Earth Day musicians bring earth-loving folk tradition to Newburyport venues

By Elizabeth Rose
Special to the Daily News

NEWBURYPORT — Earth Day celebrated the Newburyport way will feature locally grown musicians, a food smorgasbord, an interfaith blessing of the Earth and a sea chantey crooner on Sunday.

As part of the Going Green Initiative launched in November by the Greater Newburyport Chamber of Commerce, Seacoast Energy and Environmental Design (SEED) and the city of Newburyport, businesses, environmental, municipal and religious groups have united in the common mission to educate and inform citizens of healthy lifestyle changes that could protect and improve the planet.

Earth Day celebrants will be entertained in half-hour sets when eight local singer-songwriters turn the Bartlet Mall into a mini-Woodstock from 11:30 a.m. until 3:30 p.m. At the same location, local farms, Community Sponsored Agriculture (CSA) groups and a commercial fishing boat will offer information and edible food samples ranging from vegetables to seafood.

Lyra Engel, an Odonata Ecovillage Initiative founding member, organized the group of musicians.

"They are all from the local music scene and will be predominantly performing folk music. Imagine Studios in Amesbury donated the stage," Engel said.

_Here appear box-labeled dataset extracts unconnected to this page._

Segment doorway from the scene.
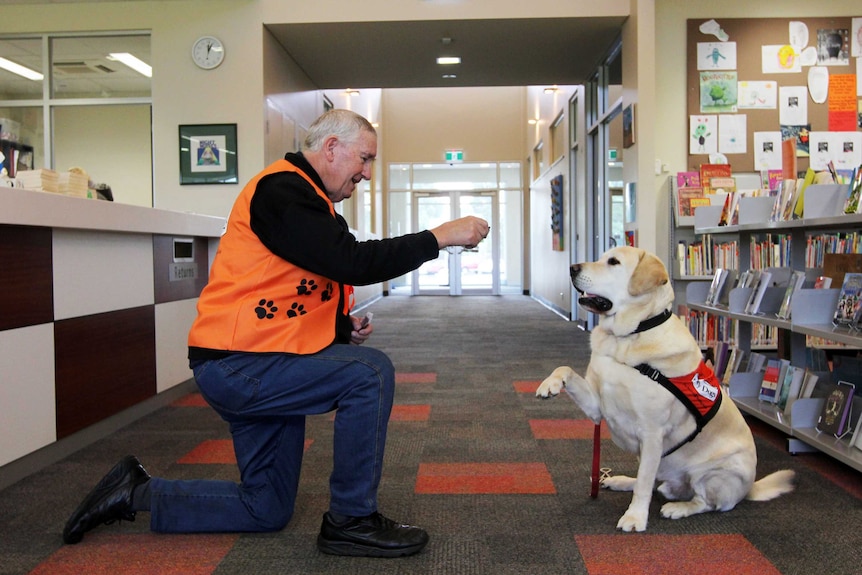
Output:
[411,190,500,295]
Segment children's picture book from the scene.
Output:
[745,270,772,315]
[700,164,733,195]
[759,358,790,403]
[676,172,703,189]
[775,270,805,320]
[832,272,862,325]
[816,380,856,437]
[745,351,766,373]
[778,365,805,413]
[676,187,710,218]
[703,268,729,306]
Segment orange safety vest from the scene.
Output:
[188,160,353,354]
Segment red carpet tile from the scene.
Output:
[512,380,542,394]
[416,463,556,494]
[530,419,611,439]
[389,405,431,421]
[171,393,209,407]
[395,372,437,383]
[575,536,781,575]
[30,533,239,575]
[177,439,314,465]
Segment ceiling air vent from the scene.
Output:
[54,60,114,76]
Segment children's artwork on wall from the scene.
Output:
[551,174,565,252]
[688,115,718,154]
[817,28,850,66]
[700,71,737,114]
[760,44,802,74]
[778,86,808,126]
[697,42,736,70]
[781,124,811,158]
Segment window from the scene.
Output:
[0,32,153,206]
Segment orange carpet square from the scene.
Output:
[171,393,209,407]
[416,463,556,494]
[395,372,437,383]
[512,380,542,394]
[177,439,314,465]
[30,531,239,575]
[389,405,431,421]
[530,419,611,439]
[575,532,780,575]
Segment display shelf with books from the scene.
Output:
[686,184,862,471]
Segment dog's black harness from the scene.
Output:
[632,310,721,457]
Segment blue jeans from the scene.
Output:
[150,344,395,533]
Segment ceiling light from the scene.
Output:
[108,52,153,78]
[0,58,45,81]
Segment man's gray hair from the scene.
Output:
[302,109,377,152]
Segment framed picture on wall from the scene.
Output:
[179,124,239,185]
[623,104,635,148]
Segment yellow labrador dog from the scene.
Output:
[536,247,794,531]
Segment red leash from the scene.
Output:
[590,422,602,499]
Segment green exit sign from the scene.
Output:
[446,150,464,162]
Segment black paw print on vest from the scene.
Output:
[287,302,307,317]
[320,282,334,301]
[254,299,278,319]
[296,280,318,295]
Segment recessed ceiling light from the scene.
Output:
[0,58,44,82]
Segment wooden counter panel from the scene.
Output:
[0,225,54,330]
[54,306,156,439]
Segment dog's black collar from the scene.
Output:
[632,309,673,333]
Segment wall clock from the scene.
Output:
[192,36,224,70]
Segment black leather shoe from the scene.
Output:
[317,512,428,557]
[63,455,150,544]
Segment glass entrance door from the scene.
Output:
[412,191,500,295]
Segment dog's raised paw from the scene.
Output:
[617,511,647,533]
[536,374,565,399]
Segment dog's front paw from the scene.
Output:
[536,375,566,399]
[536,366,574,399]
[602,475,637,491]
[617,509,647,533]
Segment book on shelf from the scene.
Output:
[815,380,856,437]
[676,171,703,189]
[778,365,805,413]
[704,268,730,306]
[709,176,736,194]
[823,254,862,286]
[832,272,862,325]
[775,270,805,320]
[758,358,790,403]
[700,164,733,196]
[745,351,766,373]
[745,270,772,315]
[676,186,710,218]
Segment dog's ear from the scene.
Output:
[629,251,670,296]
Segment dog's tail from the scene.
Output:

Local artists include: Lucian Parkin, founder of Imagine Studios, at 11:30; Liz Frame with Kristine Malpika at noon; Doc Zig and friends at 12:30 p.m.; Mel Greene at 1 p.m.; Meg Rayne at 1:30 p.m.; Dan Fassett and Friends at 2 p.m.; Nancy Fiske at 2:30 p.m.; and Aunt Mimi at 3 p.m.

Frame, whom Engel says has a blues voice, has been writing, singing and producing her own brand of country and rock-a-billy music for years. Her promotion information says that she has been compared to Dwight Yoakum, Patsy Cline, Merle Haggard and KD Lang. Kristin Malpika will accompany on the drums.

Meg Rayne is a Newburyport singer-songwriter known for her Earth-friendly organizing, including co-producing a CD in the late '80s titled "For Our Children," which raised money for safe energy alternatives to nuclear power. She has four CDs to her credit including her newest, "Let's Put the Moon to Bed," which Metronome Magazine called "elegant and sophisticated."

Nancy Fiske is a member of the contra dance band Stone Soup that plays a monthly contra dance in Exeter, N.H, offering a blend of English and Irish dance tunes. She will mix those up with other American folk songs, all played on a variety of recorders.

The final performer of the afternoon will be a group called Aunt Mimi, a duo consisting of Steve Malatesta and Dermot Whittaker singing "off-beat" songs from the '50s to present. They feature harmony vocals accompanied by guitars.

The Second Annual Interfaith Blessing of the Earth will occur from 4 to 5:30. Featured at this event will be musician and sea historian Don Sineti of Mystic Seaport, Conn. The First Parish Church of Newbury and the Greater Newburyport Clergy Association will conduct the blessing outside at the rear of the church at 17 High Road, Newbury.

Sineti returns for his fifth Newburyport musical engagement. He will be accompanied by a five-string banjo and a small accordion called a concertina. Sineti says, "While my main instrument is my voice, I play the traditional instruments that sailors used."

Sineti is an environmentalist, musician and historian who sings with a deep "booming voice and hearty laugh."

Sineti suggests that those in attendance listen for a song called "The Dreadnaught," a traditional sea chantey written about one of the most famous "clipper packet" ships built in 1853 in Newburyport. The song immortalizes a ship famous for crisscrossing the seas as a commercial transport and a way of life.

He promises to perform songs that "will focus on the environment," he says. This includes songs by Pete Seeger, Woody Guthrie and songs from the oral tradition such as "Michael Row Your Boat Ashore." Sineti will be joined by a group of Native American singers/drummers called the Wolf Cry Singers and the Goodhues band.

In addition to the blessing, a local high school student will receive a Stewards of the Earth and Spirit Scholarship. A student from either Newburyport or Triton will be selected based on his or her contribution to environmental awareness through a project that combined Earth stewardship and the human spirit.